John, if you really think these evolved by standard Darwinian
mechanisms once translation was an ongoing thing, you need to come up
with a *pathway*, not just some handwaving as in "Mutation and
Heck, you even used the word "pathway" when you said what you did on
the Panda's Thumb.
> > Were you assuming that there was a genetic code in place, except that
> > instead of protein enzymes connecting amino acids to tRNA (as
> > aminoacyl-tRNA synthetases do) there were ribozymes doing the job? If
> > so, just what do you imagine the evolutionary precursors to those
> > synthetases might have been? A synthetase that does a poor job of
> > connecting the right amino acid to the right tRNA is worse than
> > useless--it messes up the job the ribozyme is currently doing.
> A simpler scenario would be that the tRNAs originally had binding sites
> for specific amino acids, since lost as redundant.

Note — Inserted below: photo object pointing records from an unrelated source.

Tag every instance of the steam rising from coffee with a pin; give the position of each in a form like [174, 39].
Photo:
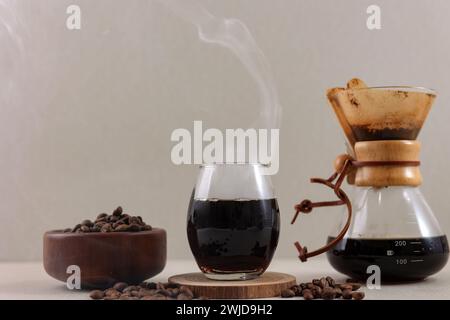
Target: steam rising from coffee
[234, 35]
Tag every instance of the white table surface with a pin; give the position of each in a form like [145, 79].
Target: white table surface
[28, 280]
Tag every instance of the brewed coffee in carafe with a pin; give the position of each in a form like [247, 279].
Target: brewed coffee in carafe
[389, 223]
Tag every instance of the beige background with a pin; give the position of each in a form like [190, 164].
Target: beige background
[86, 116]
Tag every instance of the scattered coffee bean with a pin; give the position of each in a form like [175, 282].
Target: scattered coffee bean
[118, 211]
[338, 292]
[287, 293]
[347, 294]
[328, 293]
[325, 288]
[120, 286]
[184, 296]
[358, 295]
[186, 290]
[145, 291]
[307, 294]
[346, 286]
[355, 286]
[97, 294]
[331, 281]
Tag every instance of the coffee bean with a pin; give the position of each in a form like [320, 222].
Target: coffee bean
[355, 286]
[297, 290]
[171, 285]
[358, 295]
[87, 223]
[97, 294]
[317, 292]
[134, 227]
[175, 292]
[151, 285]
[287, 293]
[135, 293]
[134, 220]
[113, 222]
[323, 283]
[184, 296]
[124, 220]
[347, 294]
[157, 297]
[307, 294]
[120, 286]
[160, 286]
[118, 211]
[346, 287]
[146, 292]
[130, 289]
[122, 227]
[100, 224]
[186, 290]
[331, 281]
[328, 293]
[101, 216]
[111, 291]
[106, 228]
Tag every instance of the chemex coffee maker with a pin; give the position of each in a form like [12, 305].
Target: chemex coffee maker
[388, 222]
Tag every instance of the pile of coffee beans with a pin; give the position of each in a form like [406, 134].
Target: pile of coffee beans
[115, 222]
[325, 288]
[145, 291]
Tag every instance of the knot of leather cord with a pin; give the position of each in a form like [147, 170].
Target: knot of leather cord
[334, 182]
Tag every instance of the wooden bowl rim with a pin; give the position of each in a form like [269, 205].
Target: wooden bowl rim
[59, 233]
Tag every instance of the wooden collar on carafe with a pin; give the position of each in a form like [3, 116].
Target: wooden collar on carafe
[384, 163]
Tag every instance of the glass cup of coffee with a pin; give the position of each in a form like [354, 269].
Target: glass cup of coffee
[233, 221]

You'd have to give me details before you could sell me on that
Has anyone ever modified a tRNA in the lab to have a binding site for
the specific amino acid it is paired with today, and only that amino
The binding sites would have to be configured in such a way that a
ribosome would be able to break the bond and to produce a peptide bond
between the new amino acid and the growing polypeptide string.
And even if that problem is solved, you still have the problem of
getting some protein configured to catalyze the reaction between the
amino acid and the tRNA, a protein enzyme that avoids all other
possible compounds that could also be attached to the tRNA via that
Has anyone any idea of how such a protein can arise by a "Darwinian
mechanism" one mutation at a time? What would be a starting point?
what would be a pathway?
> > For the benefit of other readers: this is a description of part of
> > what goes on when a cell produces proteins, including enzymes. My
> > first question has to do with proteins already being cranked out
> > assembly-line fashion as they are today, except that the enzymes
> > responsible are made of RNA instead of amino acids.
> Let me point out that some of those enzymes are still RNA.
The ribosomes are part rRNA. Apart from them, are any of the known
ribozymes involved in the translation of mRNA into polypeptides?